Battisti, definito “assassino comunista”, e la propaganda governativa

16 Gen 2019

Tomaso Montanari

La propaganda che il governo Conte ha costruito intorno all’arresto del terrorista e omicida Cesare Battisti appare gravemente inopportuna (e probabilmente fuori dalla legalità) nei modi, terrificante nei toni, allarmante negli argomenti.

La presenza dei ministri della Giustizia e dell’Interno all’aeroporto di Ciampino – per non parlare della loro effimera, risibile strumentalizzazione delle divise – è apparsa irrituale e strumentale, mentre le dichiarazioni di «amicizia personale» del presidente del Consiglio verso Bolsonaro, un ex militare dichiaratamente razzista su posizioni di estrema destra, vanno ben oltre i doveri diplomatici.

Il video del ministro dell’Interno che, parlando sotto il logo di una ‘scuola di formazione politica’ (!) della Lega, dice testualmente che Battisti «dovrà marcire in galera fino all’ultimo dei suoi giorni» è sconcertante.

Salvini calpesta e umilia l’articolo 27 della Costituzione, per cui «Le pene non possono consistere in trattamenti contrari al senso di umanità e devono tendere alla rieducazione del condannato». In nessun caso la pena deve essere irreversibile: e comunque a deciderlo non può essere il potere esecutivo, e men che meno un esecutivo animato da odio ideologico (e il fatto che Salvini abbia voluto definire Battisti «assassino comunista» lascia pochissimi dubbi sulla confusione dei ruoli tra ministro dell’interno e capo della Lega).

Il comportamento del ministro Bonafede, poi, rende certi che il Movimento 5 Stelle si è deciso a non lasciare alla Lega il monopolio della disumanità, della ferocia, del disprezzo per le istituzioni dello Stato e per la Costituzione.

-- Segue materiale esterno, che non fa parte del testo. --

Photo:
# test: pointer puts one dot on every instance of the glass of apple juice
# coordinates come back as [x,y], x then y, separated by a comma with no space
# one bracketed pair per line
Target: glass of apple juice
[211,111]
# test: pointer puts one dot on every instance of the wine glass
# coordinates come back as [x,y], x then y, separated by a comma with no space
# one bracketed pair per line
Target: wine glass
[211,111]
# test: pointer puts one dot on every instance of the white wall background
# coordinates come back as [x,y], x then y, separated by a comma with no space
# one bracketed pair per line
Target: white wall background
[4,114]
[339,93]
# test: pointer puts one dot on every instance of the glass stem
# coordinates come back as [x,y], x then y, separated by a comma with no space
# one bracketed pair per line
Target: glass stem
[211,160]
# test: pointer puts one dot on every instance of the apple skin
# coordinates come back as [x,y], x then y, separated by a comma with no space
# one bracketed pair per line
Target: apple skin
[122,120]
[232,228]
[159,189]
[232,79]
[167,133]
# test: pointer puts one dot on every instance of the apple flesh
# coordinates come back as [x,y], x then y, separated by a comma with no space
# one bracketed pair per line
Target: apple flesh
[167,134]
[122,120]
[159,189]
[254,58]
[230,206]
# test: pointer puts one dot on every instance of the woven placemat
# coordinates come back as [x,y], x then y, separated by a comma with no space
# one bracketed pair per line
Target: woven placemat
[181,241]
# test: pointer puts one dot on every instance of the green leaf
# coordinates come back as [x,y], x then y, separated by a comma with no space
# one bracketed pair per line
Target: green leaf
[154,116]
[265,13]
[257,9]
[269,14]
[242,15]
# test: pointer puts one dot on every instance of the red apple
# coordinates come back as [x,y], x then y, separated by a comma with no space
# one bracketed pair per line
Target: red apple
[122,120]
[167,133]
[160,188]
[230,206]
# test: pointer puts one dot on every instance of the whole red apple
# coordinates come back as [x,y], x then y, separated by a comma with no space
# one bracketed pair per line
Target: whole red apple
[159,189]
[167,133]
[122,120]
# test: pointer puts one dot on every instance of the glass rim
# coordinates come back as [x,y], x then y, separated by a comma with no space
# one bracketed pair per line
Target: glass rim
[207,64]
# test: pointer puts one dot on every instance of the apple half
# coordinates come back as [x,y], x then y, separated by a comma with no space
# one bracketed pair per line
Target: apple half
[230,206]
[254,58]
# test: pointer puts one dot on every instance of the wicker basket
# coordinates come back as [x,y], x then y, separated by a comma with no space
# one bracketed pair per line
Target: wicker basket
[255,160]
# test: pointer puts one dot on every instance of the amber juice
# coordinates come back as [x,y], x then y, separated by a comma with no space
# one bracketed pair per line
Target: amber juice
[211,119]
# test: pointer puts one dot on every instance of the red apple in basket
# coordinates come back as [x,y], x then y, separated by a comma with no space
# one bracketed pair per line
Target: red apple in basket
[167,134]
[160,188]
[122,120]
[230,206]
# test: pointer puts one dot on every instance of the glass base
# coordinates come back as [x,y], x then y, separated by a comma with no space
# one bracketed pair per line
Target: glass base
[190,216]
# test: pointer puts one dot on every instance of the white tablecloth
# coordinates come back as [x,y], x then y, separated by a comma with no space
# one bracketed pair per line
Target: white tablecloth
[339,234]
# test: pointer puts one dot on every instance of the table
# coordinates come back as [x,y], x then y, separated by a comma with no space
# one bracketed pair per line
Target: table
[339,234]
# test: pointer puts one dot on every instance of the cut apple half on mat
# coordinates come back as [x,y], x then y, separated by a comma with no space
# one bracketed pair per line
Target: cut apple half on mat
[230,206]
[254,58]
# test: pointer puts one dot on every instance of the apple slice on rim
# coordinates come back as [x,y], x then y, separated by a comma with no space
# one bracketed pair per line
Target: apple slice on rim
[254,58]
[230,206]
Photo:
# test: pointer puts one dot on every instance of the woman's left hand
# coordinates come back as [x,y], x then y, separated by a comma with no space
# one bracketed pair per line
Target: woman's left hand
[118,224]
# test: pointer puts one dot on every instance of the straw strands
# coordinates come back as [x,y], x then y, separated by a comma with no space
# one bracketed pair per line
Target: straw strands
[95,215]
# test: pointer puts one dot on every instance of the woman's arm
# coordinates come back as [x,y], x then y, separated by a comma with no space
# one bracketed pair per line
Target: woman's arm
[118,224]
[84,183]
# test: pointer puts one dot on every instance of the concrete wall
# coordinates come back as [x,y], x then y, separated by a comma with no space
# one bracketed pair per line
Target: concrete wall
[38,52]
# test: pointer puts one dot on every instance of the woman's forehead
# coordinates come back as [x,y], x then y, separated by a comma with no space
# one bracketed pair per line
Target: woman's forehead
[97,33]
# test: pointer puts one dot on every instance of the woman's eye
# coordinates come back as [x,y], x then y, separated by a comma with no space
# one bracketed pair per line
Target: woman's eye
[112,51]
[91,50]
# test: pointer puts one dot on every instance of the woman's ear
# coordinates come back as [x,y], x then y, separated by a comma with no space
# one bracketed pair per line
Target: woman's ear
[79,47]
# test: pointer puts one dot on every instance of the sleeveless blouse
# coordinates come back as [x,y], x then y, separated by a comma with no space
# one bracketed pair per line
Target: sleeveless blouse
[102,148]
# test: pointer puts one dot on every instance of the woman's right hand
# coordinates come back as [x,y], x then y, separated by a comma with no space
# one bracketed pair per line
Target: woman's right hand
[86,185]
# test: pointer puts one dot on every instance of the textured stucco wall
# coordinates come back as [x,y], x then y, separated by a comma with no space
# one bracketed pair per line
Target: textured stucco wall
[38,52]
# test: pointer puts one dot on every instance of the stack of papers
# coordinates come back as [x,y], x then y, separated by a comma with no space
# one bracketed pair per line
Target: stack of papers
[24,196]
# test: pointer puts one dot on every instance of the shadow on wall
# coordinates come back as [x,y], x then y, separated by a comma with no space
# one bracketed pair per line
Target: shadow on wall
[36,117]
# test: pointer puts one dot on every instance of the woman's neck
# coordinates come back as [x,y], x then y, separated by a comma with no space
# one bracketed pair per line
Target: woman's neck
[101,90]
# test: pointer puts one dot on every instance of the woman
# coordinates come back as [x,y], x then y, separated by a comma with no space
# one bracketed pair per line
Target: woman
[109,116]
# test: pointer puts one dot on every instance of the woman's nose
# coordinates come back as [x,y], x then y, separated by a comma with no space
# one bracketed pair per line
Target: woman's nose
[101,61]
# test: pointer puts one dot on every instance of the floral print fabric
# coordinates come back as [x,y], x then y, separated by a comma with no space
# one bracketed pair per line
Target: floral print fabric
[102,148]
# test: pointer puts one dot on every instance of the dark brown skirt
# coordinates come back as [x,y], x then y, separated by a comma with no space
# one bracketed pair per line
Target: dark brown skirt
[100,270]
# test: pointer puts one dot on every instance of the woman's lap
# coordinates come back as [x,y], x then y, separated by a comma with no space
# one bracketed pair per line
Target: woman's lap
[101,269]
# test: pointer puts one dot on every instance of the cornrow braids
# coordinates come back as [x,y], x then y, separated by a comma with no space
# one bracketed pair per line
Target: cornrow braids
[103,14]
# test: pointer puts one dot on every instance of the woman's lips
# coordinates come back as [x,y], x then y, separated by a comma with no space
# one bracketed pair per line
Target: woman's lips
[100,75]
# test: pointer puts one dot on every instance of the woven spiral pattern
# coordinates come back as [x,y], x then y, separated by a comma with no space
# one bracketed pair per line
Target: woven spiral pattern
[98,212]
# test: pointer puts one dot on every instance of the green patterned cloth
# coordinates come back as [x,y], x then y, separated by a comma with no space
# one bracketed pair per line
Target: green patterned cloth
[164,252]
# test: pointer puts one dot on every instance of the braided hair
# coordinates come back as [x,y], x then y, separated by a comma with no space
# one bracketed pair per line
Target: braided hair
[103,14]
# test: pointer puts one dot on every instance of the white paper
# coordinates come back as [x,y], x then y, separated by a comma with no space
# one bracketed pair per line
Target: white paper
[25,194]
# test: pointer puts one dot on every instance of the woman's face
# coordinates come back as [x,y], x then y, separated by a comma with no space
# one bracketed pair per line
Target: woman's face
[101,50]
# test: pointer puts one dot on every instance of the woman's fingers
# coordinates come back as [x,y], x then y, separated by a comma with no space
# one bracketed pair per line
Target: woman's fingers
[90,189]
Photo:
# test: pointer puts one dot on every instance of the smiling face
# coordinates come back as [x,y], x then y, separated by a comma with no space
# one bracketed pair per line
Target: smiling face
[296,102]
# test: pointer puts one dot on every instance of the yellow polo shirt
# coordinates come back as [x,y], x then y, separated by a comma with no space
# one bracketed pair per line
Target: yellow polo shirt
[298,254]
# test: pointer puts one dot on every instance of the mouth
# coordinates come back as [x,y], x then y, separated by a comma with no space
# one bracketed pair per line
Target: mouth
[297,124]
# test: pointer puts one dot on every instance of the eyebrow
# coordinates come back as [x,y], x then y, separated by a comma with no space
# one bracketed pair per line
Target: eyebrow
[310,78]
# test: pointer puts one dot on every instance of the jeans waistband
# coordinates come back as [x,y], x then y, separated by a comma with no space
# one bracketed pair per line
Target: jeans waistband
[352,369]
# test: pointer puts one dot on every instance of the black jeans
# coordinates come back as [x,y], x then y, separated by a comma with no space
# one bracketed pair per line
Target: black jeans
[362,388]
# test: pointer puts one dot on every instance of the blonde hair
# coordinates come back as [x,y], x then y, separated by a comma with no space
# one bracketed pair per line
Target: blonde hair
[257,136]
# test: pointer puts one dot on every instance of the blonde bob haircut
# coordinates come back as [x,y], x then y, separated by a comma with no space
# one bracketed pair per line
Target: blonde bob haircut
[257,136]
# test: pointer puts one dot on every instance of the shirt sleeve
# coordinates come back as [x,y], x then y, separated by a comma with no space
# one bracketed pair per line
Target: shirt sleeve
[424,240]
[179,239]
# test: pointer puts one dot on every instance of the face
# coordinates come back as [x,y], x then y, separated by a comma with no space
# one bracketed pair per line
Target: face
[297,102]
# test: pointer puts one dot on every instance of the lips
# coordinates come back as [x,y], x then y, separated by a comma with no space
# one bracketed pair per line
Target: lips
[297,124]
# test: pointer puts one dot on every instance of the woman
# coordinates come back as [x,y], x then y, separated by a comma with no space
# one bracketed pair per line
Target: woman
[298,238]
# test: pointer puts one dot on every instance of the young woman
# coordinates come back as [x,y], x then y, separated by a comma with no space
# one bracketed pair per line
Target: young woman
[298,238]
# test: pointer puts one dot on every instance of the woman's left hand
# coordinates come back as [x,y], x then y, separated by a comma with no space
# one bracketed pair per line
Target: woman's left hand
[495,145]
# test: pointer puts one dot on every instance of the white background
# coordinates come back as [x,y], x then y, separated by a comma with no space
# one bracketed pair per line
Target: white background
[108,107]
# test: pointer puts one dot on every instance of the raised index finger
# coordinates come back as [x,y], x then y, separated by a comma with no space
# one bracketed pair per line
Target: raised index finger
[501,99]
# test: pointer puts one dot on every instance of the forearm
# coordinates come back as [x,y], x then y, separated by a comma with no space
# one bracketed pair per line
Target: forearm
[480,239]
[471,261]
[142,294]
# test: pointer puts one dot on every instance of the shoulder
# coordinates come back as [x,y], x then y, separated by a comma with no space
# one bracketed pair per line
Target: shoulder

Erano già parse grottesche le dichiarazioni in cui il Guardasigilli enfatizzava il fatto che un detenuto di 64 anni avrebbe scontato non 30 anni, ma proprio l’ergastolo.

Ma il video diffuso da Bonafede in cui una colonna sonora da spot accompagna le immagini dell’arrivo di Battisti è un documento umiliante: per chi l’ha confezionato, oltre per chi ne è stato vittima. Come ha notato l’Associazione Antigone, l’esibizione del detenuto in video viola due articoli di legge, l’art. 114 del codice di procedura penale che vieta «la pubblicazione dell’immagine di persona privata della libertà personale ripresa mentre la stessa si trova sottoposta all’uso di manette ai polsi ovvero ad altro mezzo di coercizione fisica» e l’articolo 42 bis dell’Ordinamento penitenziario impone l’adozione di «opportune cautele per proteggere» gli arrestati «dalla curiosità del pubblico e da ogni specie di pubblicità». In un Paese che conservasse ancora un minimo di decenza, un ministro della Giustizia che commettesse, per ragioni di propaganda politica, una così acerba e clamorosa ingiustizia avrebbe un’unica scelta: dimettersi.

È stupefacente doverlo ricordare, ma nessun detenuto è un trofeo per la politica.

Non si festeggia un arresto, non si esulta per le sbarre che si chiudono. Non si celebra una vendetta pubblica. Sono i fondamenti stessi di una qualunque civiltà: fondamenti profondamente scossi da una barbarie lungamente incubata, e oggi esplosa e giunta al governo del Paese.

Il condannato Battisti è stato trattato in un modo indegno: il detenuto è sacro, e il rispetto di cui è circondato è un indice fondamentale per misurare la credibilità e la giustizia dello Stato, e dei suoi rappresentanti. Chiunque esso sia: un Battisti come un Luca Traini, condannato per tentata strage con l’aggravante del razzismo, già candidato per la Lega e fotografato mentre dava la mano a Salvini stesso.

In un passo memorabile dell’Amleto, il principe chiede a Polonio di alloggiare i commedianti appena arrivati a corte. E quando Polonio risponde: «Signore, li tratterò secondo il loro merito», Amleto lo censura: «Meglio, amico, meglio. Se trattate ognuno secondo il proprio merito, chi si sottrarrà alle busse? Trattateli secondo il vostro onore e la vostra dignità».

Ciò che Salvini e Bonafede, e il terribile coro di voci che li ha acclamati, non comprendono è che il rispetto della dignità umana di Battisti – una dignità che non viene meno nonostante i suoi crimini orrendi – non solo è imposto dalla Costituzione e dalle leggi, ma è il metro su cui viene misurata la nostra stessa dignità, individuale e collettiva. Una dignità che oggi appare in serio pericolo.